Other individuals can be granted such a passport under orders of the president and the Foreign Affairs secretary.
Diplomatic passports are also subjected to revalidation before the holder is allowed to leave the country, according to the Philippine Passport Act of 1996.
While Del Rosario’s passport was revalidated by the department, the agency nevertheless announced it would cancel all of the courtesy diplomatic passports issued to former diplomats.
Locsin even pointed out that former diplomats are entitled under law to hold such passports. Some Filipinos similarly questioned the plan to revoke them.
Retired diplomat Rafael Seguis, who served at the DFA for more than 50 years, also responded to Del Rosario’s critics.
Del Rosario’s diplomatic pass: A privilege with basis
Locsin stated that former envoys are granted the privilege to have courtesy diplomatic passports under Department Order No. 12-1993 of the Foreign Affairs Department in ex-DFA Chief Perfecto Yasay Jr’s term.
Del Rosario was issued one in December 2016 with validity of up to December 2021.
He served as the country’s top diplomat during former President Benigno Aquino III’s term and is credited for being behind the Philippines’ legal victory over China whose expansive claims over the South China Sea are invalidated by an international tribunal.

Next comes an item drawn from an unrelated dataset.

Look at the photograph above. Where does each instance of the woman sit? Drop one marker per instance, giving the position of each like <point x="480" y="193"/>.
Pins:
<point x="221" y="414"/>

The DFA confirmed that it has revalidated Del Rosario’s diplomatic passport on June 18, 2019 under “Section 14 of the Philippine Passport Act of 1996 and in accordance with existing regulations, for a business trip to Hong Kong.”
The courtesy diplomatic passport, according to Del Rosario, gets him through “immigration lines” and provides him “port courtesy.”
“All the time, when I arrive, the local consulate provides me an escorting facility so I can go through the immigration faster,” he admitted.
Denial of entry as ‘disrespect’
The former top diplomat also shared that Hong Kong’s denial of his passport was a “disrespectful” act of the special administrative region of China toward the Philippines.
“I went to Hong Kong with a diplomatic passport, was held for six hours, denied entry, and then summarily deported. What is the significance of the aforementioned?” Del Rosario said.
“My diplomatic passport carries the seal of the Republic of the Philippines. To show disrespect for the passport bearer is to disrespect the Republic,” he continued.
Last May, former Ombudsman Conchita Carpio Morales was also denied entry to the same country, albeit temporarily.
Both Morales and Del Rosario previously lodged a complaint at the International Criminal Court against Chinese President Xi Jinping for alleged crimes against humanity in the West Philippine Sea.
They called it a “most massive, near permanent and devastating destruction of the environment in humanity’s history” that has significantly affected “myriad groups of vulnerable fishermen.”
China has been aggressively building artificial islands and beefing up its maritime militia in the resource-rich South China Sea which is an important trade route.
Earlier this month, a Chinese fishing vessel rammed a Filipino boat that endangered the lives of 22 crewmen. Experts believe the deed was “deliberate” and recalled how a similar action was done against a Vietnamese fishing vessel.